Vincenzo Marragony

Posted on Apr 24, 2023 • Updated on Apr 30, 2023 • Originally published at Medium

Saving 30% on costs and improve infrastructure reliability with profiling

#profiling #node #troubleshooting #reliability

Scenario

As the technical co-founder of MyStoryViewer, a SaaS product that automated Instagram tasks for customers, I was responsible for full-stack web development and cloud engineering. However, as we began to scale and reached 600 concurrent workers, the product's performance suffered, and our customers began to complain.

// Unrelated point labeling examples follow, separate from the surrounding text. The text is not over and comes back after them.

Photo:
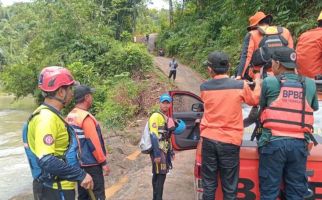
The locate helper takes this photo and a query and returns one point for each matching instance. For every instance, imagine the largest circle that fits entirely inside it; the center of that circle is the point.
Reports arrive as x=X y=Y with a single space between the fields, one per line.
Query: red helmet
x=52 y=78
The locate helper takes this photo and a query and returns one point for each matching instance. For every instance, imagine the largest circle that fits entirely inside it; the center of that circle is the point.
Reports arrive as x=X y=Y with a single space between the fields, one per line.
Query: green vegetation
x=202 y=26
x=90 y=37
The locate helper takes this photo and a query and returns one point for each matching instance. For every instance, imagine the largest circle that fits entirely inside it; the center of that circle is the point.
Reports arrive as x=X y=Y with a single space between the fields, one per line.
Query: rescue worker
x=49 y=143
x=173 y=69
x=287 y=103
x=221 y=126
x=91 y=143
x=260 y=26
x=160 y=127
x=309 y=52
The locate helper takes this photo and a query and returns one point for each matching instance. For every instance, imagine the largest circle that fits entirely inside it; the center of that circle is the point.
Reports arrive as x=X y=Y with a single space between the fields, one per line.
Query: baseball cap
x=81 y=90
x=165 y=97
x=217 y=60
x=286 y=56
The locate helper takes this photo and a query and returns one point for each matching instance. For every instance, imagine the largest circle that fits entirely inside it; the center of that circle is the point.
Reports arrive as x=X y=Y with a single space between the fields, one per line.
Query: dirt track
x=131 y=175
x=179 y=184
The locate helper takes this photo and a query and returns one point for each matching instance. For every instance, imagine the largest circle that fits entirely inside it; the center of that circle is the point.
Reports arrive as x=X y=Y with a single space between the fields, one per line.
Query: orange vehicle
x=189 y=107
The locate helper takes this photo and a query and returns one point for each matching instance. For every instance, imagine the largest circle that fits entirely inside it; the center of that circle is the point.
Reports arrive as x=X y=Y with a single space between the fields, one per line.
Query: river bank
x=14 y=169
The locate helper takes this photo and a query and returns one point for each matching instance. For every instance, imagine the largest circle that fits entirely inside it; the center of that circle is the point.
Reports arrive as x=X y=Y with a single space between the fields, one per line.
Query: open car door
x=189 y=108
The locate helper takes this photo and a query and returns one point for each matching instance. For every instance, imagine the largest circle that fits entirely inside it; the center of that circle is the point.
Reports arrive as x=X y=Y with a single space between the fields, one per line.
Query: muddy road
x=131 y=174
x=179 y=185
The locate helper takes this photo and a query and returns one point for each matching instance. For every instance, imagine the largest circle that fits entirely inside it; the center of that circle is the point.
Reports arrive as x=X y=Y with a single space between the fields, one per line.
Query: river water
x=15 y=176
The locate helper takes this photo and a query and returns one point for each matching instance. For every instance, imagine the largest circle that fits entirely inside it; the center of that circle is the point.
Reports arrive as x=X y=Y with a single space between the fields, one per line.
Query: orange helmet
x=52 y=78
x=255 y=19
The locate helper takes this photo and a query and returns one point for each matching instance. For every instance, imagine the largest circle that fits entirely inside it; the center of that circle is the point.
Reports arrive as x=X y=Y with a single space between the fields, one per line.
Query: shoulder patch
x=48 y=139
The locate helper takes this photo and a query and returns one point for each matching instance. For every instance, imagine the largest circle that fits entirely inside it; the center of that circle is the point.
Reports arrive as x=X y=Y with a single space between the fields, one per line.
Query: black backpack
x=272 y=39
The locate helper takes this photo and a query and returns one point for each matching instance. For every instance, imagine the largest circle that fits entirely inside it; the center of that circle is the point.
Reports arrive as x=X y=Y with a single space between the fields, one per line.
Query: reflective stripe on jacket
x=223 y=98
x=91 y=142
x=290 y=114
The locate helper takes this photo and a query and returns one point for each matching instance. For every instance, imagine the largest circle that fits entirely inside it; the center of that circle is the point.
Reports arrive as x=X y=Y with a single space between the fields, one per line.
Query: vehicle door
x=189 y=108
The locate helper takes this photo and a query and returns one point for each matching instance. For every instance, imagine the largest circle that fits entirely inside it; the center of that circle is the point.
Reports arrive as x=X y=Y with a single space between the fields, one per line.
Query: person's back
x=287 y=121
x=221 y=126
x=260 y=27
x=309 y=51
x=50 y=143
x=223 y=98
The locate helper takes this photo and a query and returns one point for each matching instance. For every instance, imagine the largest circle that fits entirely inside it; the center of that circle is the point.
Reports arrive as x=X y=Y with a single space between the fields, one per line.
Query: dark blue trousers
x=283 y=160
x=223 y=158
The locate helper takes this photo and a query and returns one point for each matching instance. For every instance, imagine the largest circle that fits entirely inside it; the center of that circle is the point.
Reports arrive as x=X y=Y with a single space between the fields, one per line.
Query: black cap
x=80 y=91
x=286 y=56
x=217 y=60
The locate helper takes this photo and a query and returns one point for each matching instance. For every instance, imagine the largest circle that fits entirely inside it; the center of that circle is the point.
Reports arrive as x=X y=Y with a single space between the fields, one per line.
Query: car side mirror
x=197 y=107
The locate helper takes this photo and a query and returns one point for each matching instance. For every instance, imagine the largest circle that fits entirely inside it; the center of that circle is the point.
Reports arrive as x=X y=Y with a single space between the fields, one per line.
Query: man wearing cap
x=309 y=51
x=91 y=143
x=160 y=127
x=221 y=126
x=260 y=26
x=287 y=103
x=173 y=65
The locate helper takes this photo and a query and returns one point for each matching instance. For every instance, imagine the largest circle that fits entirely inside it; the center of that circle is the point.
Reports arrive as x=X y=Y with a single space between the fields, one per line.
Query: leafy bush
x=122 y=102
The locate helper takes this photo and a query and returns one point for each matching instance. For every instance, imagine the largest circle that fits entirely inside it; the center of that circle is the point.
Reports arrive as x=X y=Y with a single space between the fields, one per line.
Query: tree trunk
x=171 y=13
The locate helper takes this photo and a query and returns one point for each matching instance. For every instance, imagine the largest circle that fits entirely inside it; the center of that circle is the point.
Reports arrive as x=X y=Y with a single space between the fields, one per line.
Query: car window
x=183 y=103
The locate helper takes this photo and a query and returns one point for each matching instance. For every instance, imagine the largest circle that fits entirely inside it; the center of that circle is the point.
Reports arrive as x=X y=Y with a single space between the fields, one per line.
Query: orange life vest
x=75 y=118
x=290 y=114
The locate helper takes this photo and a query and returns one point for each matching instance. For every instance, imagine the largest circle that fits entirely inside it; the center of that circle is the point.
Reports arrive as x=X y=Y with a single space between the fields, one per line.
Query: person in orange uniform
x=309 y=51
x=91 y=143
x=260 y=26
x=221 y=126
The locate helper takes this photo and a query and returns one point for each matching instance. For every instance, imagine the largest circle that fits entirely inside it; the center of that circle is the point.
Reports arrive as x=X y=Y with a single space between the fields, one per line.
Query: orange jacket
x=309 y=53
x=223 y=98
x=251 y=43
x=91 y=142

If you want to read more about the underlying infrastructure, I've written this post about how I've managed to set-up workers.

Problem

The software responsible for processing customer data was a NodeJS (Typescript) application running concurrently on large servers.

To troubleshoot the problem of degraded performance, I profiled the application at runtime to determine whether there were any issues causing the degradation.

Solution

I started using ClinicJS Doctor to profile my software, and as shown in the results, there were issues with memory usage and event loop delays.

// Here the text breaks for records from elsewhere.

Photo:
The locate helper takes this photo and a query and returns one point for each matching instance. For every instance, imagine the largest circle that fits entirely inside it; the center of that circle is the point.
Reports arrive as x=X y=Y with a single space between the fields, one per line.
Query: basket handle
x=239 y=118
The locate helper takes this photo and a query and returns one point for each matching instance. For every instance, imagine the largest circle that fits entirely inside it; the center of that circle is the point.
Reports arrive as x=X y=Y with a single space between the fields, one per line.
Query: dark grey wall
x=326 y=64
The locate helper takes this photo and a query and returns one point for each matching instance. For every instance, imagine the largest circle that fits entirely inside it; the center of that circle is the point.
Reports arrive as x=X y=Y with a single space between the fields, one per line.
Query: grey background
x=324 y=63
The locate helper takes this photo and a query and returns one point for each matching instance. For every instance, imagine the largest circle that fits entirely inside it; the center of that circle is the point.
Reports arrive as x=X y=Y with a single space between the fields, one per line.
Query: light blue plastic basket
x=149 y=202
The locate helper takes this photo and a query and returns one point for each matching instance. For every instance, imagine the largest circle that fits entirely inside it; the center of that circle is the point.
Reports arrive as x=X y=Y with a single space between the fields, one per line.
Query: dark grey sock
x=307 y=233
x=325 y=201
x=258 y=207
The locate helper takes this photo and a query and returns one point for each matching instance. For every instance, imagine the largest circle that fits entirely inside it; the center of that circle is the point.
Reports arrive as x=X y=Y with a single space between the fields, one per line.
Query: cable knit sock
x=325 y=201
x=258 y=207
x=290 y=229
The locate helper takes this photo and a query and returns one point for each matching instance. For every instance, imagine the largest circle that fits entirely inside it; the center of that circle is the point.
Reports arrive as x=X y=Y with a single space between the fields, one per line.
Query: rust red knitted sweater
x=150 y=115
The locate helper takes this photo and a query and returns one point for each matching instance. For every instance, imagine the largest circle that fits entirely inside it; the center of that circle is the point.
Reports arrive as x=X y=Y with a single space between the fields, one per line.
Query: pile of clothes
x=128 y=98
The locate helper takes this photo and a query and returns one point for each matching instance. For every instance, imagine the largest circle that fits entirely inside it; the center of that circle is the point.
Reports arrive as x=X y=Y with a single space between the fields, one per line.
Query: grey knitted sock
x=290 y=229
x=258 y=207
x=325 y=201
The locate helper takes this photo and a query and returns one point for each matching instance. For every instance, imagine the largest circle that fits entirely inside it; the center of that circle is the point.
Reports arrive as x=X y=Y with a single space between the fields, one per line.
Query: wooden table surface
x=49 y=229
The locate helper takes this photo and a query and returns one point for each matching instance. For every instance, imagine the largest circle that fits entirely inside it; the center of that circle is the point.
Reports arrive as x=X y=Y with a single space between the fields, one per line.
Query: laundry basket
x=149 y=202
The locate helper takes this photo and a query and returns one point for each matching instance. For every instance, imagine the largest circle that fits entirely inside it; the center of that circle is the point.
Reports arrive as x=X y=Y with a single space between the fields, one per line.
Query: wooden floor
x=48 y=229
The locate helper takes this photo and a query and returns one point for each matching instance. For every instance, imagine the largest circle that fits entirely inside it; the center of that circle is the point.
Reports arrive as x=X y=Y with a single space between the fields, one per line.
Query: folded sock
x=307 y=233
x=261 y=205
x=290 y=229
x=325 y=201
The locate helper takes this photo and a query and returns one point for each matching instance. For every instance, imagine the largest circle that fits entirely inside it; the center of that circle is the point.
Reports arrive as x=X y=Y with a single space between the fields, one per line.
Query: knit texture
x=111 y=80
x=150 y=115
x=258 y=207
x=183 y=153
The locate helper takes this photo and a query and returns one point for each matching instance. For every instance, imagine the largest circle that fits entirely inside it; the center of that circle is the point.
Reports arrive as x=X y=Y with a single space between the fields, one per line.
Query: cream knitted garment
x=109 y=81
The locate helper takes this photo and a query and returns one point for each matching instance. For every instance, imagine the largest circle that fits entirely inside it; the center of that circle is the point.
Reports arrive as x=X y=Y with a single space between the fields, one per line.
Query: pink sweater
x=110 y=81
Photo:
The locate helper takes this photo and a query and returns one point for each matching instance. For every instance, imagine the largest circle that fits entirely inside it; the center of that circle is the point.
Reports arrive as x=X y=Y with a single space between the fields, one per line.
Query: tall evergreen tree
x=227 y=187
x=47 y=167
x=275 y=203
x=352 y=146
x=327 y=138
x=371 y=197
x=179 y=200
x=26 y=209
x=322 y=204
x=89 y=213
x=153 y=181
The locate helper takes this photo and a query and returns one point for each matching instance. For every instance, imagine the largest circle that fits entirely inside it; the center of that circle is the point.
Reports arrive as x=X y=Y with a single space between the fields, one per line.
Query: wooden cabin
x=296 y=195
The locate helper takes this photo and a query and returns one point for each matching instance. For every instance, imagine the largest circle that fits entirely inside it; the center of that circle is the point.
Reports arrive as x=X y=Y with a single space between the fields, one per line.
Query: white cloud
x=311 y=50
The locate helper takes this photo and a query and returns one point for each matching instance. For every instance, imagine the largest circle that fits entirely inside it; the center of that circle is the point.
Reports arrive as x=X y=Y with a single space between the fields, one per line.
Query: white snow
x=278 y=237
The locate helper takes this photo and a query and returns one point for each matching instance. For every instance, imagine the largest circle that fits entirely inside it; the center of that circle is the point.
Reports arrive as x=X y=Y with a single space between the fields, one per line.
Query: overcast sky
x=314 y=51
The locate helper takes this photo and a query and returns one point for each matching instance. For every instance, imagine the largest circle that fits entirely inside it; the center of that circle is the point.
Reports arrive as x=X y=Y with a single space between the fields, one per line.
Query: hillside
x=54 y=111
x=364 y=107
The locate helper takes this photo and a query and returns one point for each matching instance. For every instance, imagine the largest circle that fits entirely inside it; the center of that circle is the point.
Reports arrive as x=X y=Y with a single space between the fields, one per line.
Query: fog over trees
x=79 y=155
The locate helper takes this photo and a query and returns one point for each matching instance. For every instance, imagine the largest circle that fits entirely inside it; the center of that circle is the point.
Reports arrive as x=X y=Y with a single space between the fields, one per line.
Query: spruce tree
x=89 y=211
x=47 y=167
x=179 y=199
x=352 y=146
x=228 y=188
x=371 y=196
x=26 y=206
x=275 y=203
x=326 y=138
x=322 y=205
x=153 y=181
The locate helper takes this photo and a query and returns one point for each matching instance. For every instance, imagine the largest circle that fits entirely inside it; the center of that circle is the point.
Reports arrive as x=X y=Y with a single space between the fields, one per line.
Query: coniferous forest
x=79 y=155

The problem was clear: something was using too much memory.

Since I was also the developer, I knew that a function I had written was retrieving data from the Instagram API. The API provided information about a profile, and I was storing all of the retrieved data in an array. Since I was processing 500 profiles for each iteration, I had megabytes of unnecessary data stored in memory. The solution was to only save relevant data from the API in memory.

Results

With a single fix, I managed to cut costs and stop receiving complaints from customers.

The workers were running in parallel on big servers, and with this improvement in memory usage, I could run more instances per server, reducing costs by around 30%. Additionally, since the workers stopped crashing, I was able to improve infrastructure reliability and customer satisfaction.

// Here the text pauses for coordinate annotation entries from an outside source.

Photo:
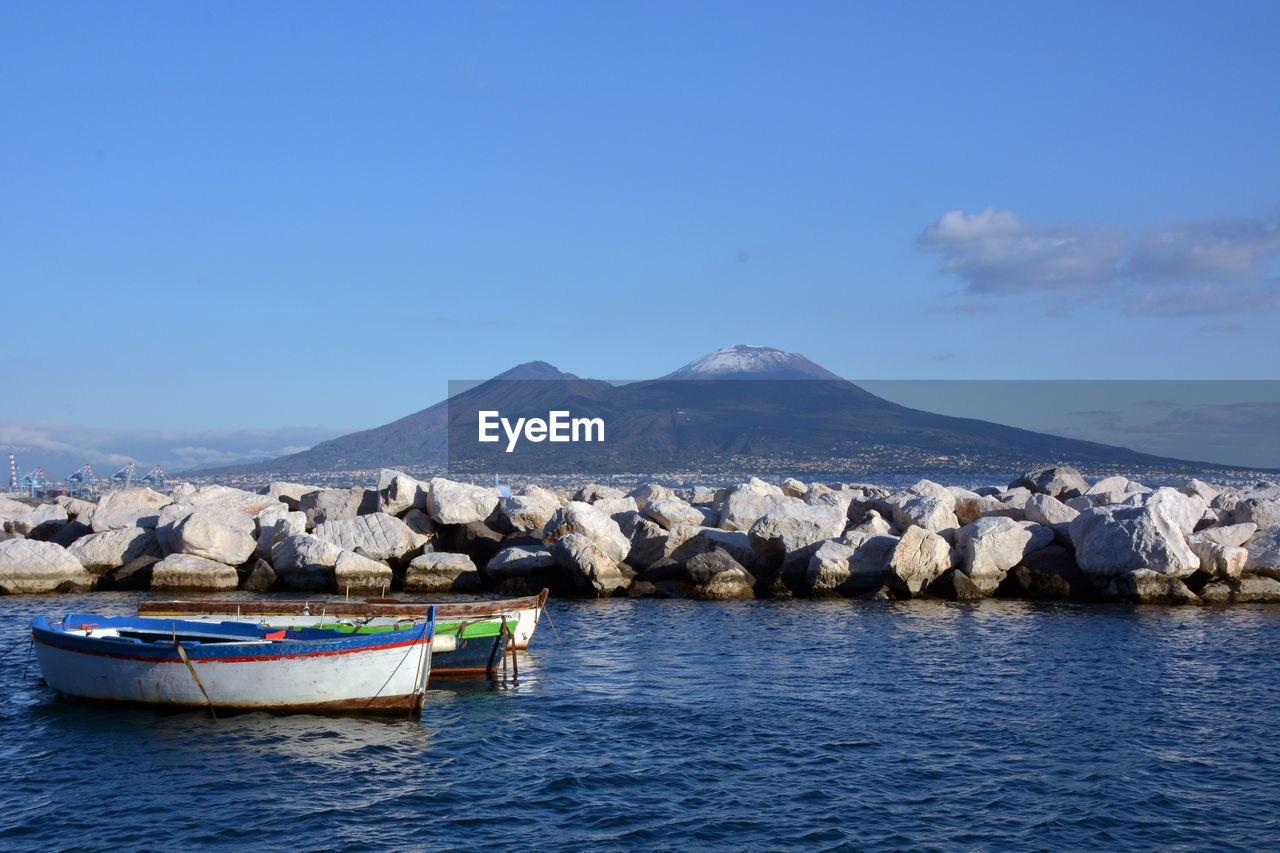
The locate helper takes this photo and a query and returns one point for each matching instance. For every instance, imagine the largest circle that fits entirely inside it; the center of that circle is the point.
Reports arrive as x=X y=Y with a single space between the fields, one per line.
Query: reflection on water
x=668 y=724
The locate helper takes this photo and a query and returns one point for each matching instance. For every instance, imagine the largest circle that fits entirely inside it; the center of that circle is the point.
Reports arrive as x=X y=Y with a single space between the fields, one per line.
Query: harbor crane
x=124 y=477
x=33 y=484
x=154 y=479
x=82 y=483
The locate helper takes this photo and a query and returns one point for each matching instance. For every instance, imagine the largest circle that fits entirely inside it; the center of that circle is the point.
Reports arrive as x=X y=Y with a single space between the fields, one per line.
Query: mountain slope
x=736 y=409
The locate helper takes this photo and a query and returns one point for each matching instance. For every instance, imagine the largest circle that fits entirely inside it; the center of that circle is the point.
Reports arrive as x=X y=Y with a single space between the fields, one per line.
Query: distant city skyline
x=312 y=217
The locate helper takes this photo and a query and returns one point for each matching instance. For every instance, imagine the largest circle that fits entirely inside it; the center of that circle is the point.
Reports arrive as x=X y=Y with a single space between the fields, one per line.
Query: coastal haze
x=927 y=356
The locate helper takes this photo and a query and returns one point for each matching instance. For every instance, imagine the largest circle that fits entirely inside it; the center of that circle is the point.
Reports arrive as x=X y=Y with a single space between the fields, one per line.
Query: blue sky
x=301 y=214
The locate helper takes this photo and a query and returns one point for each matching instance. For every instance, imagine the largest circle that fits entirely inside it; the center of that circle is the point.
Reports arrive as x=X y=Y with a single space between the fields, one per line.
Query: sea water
x=648 y=725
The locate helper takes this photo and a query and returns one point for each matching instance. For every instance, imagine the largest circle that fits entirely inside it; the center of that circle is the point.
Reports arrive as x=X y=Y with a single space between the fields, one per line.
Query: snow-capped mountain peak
x=743 y=361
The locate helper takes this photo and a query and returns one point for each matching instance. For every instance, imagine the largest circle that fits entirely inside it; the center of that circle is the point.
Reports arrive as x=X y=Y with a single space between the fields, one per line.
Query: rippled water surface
x=689 y=725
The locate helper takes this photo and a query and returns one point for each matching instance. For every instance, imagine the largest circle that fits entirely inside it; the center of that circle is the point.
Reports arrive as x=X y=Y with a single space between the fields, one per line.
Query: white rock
x=1264 y=550
x=400 y=492
x=586 y=564
x=1048 y=511
x=100 y=552
x=353 y=573
x=586 y=520
x=1221 y=561
x=42 y=521
x=306 y=562
x=30 y=566
x=929 y=512
x=837 y=568
x=128 y=509
x=215 y=532
x=451 y=502
x=224 y=496
x=990 y=547
x=1233 y=536
x=378 y=536
x=791 y=528
x=1114 y=541
x=671 y=511
x=650 y=492
x=528 y=514
x=1183 y=510
x=1200 y=488
x=748 y=502
x=613 y=507
x=917 y=560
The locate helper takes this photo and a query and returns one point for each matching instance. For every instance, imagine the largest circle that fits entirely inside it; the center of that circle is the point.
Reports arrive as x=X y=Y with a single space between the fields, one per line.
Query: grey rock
x=442 y=573
x=188 y=573
x=955 y=585
x=1233 y=536
x=1264 y=512
x=128 y=509
x=717 y=576
x=648 y=541
x=288 y=493
x=1056 y=480
x=261 y=578
x=1200 y=488
x=1147 y=587
x=1047 y=574
x=519 y=561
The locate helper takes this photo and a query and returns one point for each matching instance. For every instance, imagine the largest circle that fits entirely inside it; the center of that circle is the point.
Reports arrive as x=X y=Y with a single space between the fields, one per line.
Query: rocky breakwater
x=1048 y=534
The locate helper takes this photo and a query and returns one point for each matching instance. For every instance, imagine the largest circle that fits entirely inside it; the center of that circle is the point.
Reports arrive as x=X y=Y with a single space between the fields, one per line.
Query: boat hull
x=383 y=673
x=526 y=611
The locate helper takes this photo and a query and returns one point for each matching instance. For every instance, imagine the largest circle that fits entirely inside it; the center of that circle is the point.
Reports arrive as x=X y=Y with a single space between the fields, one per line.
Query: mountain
x=741 y=361
x=736 y=410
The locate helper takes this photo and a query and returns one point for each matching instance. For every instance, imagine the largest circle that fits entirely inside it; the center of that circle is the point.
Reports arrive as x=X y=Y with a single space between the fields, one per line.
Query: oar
x=186 y=660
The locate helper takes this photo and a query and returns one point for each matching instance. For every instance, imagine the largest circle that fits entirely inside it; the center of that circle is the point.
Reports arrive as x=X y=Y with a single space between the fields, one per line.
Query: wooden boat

On a personal level, I discovered a new way to troubleshoot and improve performance issues.

Conclusion

This article is part of a series where I write about production use cases as a cloud engineer. The focus is on meeting business needs, working as a team, and personal growth.

If you find this article useful or want to share your thoughts about it, feel free to write a comment. I would be happy to read it.

As a side note, I'd like to add that this article was written with the help of AI.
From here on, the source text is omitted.